I am trying to understand Android Navigation. I am using androidx.navigation:navigation-compose:2.7.0 Suppose I have to screens, screen A and Screen B. And say screen A has some sort of state e.g. a counter. How do i progamm it so that when i navigate from screen A to Screen B and back that the counter of screen A shows the same value it had shown when navigating from A to B?
I thought that as long as I had not popped the screen from the navigation back stack its state would be preserved, what am i getting wrong?

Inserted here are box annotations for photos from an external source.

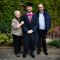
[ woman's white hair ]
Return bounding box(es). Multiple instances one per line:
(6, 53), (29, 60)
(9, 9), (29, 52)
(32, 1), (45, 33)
(14, 10), (20, 15)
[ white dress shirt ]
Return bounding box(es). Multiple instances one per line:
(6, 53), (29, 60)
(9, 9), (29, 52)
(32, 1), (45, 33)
(39, 13), (45, 30)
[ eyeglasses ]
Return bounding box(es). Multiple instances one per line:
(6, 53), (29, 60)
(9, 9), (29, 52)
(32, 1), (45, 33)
(38, 7), (43, 8)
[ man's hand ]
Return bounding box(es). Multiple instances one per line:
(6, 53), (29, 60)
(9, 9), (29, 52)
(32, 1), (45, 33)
(27, 30), (33, 34)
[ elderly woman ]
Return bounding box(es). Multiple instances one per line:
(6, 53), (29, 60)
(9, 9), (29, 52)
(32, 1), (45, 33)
(12, 10), (24, 57)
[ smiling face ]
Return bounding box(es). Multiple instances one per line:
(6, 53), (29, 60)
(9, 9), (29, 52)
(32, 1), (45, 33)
(27, 6), (32, 13)
(38, 4), (44, 12)
(15, 11), (21, 18)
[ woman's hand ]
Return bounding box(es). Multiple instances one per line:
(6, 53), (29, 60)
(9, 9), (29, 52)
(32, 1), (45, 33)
(21, 21), (24, 25)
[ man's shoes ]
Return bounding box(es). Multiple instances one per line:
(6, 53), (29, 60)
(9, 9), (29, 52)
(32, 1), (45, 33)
(23, 54), (26, 58)
(16, 53), (20, 57)
(44, 52), (48, 55)
(30, 53), (35, 58)
(37, 50), (41, 55)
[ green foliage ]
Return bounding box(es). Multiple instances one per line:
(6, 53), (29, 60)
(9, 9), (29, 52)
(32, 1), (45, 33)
(48, 40), (60, 48)
(0, 33), (13, 45)
(0, 0), (60, 33)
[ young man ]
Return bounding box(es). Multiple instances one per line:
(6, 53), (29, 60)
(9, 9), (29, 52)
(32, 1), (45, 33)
(37, 4), (51, 55)
(22, 3), (38, 58)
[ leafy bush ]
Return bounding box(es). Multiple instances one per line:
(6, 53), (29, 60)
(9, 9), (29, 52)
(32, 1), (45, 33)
(48, 40), (60, 48)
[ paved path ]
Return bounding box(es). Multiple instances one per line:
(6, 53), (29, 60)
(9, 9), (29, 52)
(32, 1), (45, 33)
(0, 48), (60, 60)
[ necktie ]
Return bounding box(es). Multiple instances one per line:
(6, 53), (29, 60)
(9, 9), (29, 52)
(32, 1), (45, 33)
(28, 14), (32, 23)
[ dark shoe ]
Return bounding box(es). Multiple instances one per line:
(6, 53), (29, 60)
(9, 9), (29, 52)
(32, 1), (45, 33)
(44, 52), (48, 55)
(30, 53), (35, 58)
(37, 50), (41, 54)
(23, 54), (26, 58)
(16, 54), (20, 57)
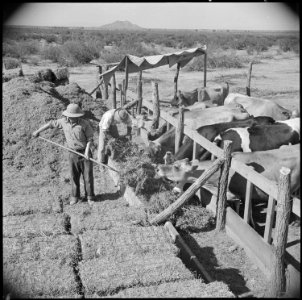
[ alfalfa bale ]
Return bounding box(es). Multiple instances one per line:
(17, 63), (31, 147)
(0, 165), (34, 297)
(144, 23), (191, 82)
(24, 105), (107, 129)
(80, 226), (178, 261)
(32, 68), (57, 83)
(55, 67), (70, 85)
(100, 279), (235, 298)
(3, 259), (79, 299)
(2, 235), (79, 266)
(65, 198), (146, 234)
(2, 214), (69, 237)
(2, 183), (68, 216)
(79, 253), (194, 295)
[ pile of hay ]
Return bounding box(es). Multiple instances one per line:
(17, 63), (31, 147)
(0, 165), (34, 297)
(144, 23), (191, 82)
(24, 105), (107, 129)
(2, 78), (105, 170)
(64, 198), (146, 234)
(3, 259), (80, 299)
(79, 253), (194, 296)
(102, 279), (235, 298)
(2, 78), (66, 171)
(108, 138), (175, 199)
(2, 68), (24, 83)
(80, 226), (178, 262)
(175, 205), (216, 232)
(2, 214), (69, 238)
(3, 235), (79, 266)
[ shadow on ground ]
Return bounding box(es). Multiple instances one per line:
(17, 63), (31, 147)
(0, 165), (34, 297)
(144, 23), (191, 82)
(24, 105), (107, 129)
(182, 234), (253, 297)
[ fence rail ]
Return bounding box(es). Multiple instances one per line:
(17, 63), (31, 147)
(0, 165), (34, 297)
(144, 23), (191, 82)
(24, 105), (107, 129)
(143, 99), (300, 225)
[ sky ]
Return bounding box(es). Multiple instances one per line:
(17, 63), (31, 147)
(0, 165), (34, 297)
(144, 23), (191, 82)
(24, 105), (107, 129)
(5, 1), (300, 31)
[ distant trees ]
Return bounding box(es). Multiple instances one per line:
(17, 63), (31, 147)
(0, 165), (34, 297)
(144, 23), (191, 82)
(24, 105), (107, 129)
(2, 26), (300, 67)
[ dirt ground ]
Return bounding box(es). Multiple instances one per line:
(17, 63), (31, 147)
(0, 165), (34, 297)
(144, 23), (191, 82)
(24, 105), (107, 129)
(2, 50), (300, 297)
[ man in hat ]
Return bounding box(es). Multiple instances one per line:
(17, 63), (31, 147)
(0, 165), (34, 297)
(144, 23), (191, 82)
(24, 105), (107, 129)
(98, 108), (132, 164)
(33, 103), (94, 205)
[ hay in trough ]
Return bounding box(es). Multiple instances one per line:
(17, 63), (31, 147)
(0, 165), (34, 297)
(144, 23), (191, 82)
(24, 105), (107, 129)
(3, 259), (79, 299)
(108, 139), (175, 198)
(65, 198), (146, 234)
(80, 226), (178, 261)
(100, 279), (235, 298)
(79, 253), (194, 295)
(175, 205), (215, 232)
(3, 214), (68, 238)
(3, 235), (79, 266)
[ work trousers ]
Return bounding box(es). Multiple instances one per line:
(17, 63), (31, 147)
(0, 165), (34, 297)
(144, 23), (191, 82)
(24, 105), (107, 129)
(98, 125), (119, 163)
(69, 150), (94, 198)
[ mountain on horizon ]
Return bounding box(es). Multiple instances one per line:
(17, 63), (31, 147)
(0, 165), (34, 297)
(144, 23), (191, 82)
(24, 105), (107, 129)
(100, 21), (145, 30)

For example this nav graph:
fun Navigation(navController: NavHostController) {
NavHost(navController = navController, startDestination = Screens.Screen1.title) {
composable(route = Screens.Screen1.title) {
val viewModel = ScreenViewModel()
Screen1(viewModel, count =
viewModel.count.collectAsState())
}
composable(route = Screens.Screen2.title) {
Screen2(
onButtonClick = { navController.navigateUp() }
)
}
}
}
with these two composables as nav destinations:
@Composable
fun Screen1(viewModel: ScreenViewModel, count: State<Int>) {
Column {
Button(onClick = {viewModel.onButtonPressed()}) {
Text("Counter")
}
Text(count.value.toString())
}
}
@Composable
fun Screen2(onButtonClick: () -> Unit) {
Column {
Button(onClick = onButtonClick) {
Text(text = "get back")
}
}
}
As per the ViewModel in Compose guide, you must use the viewModel()
method to get an instance of your ViewModel:
val viewModel = viewModel<ScreenViewModel>()
Using that method is what actually stores the ViewModel and ensures that you always get the same instance back. When you just call the constructor as part of composition, you will get a new instance each time, this losing any state in that ViewModel.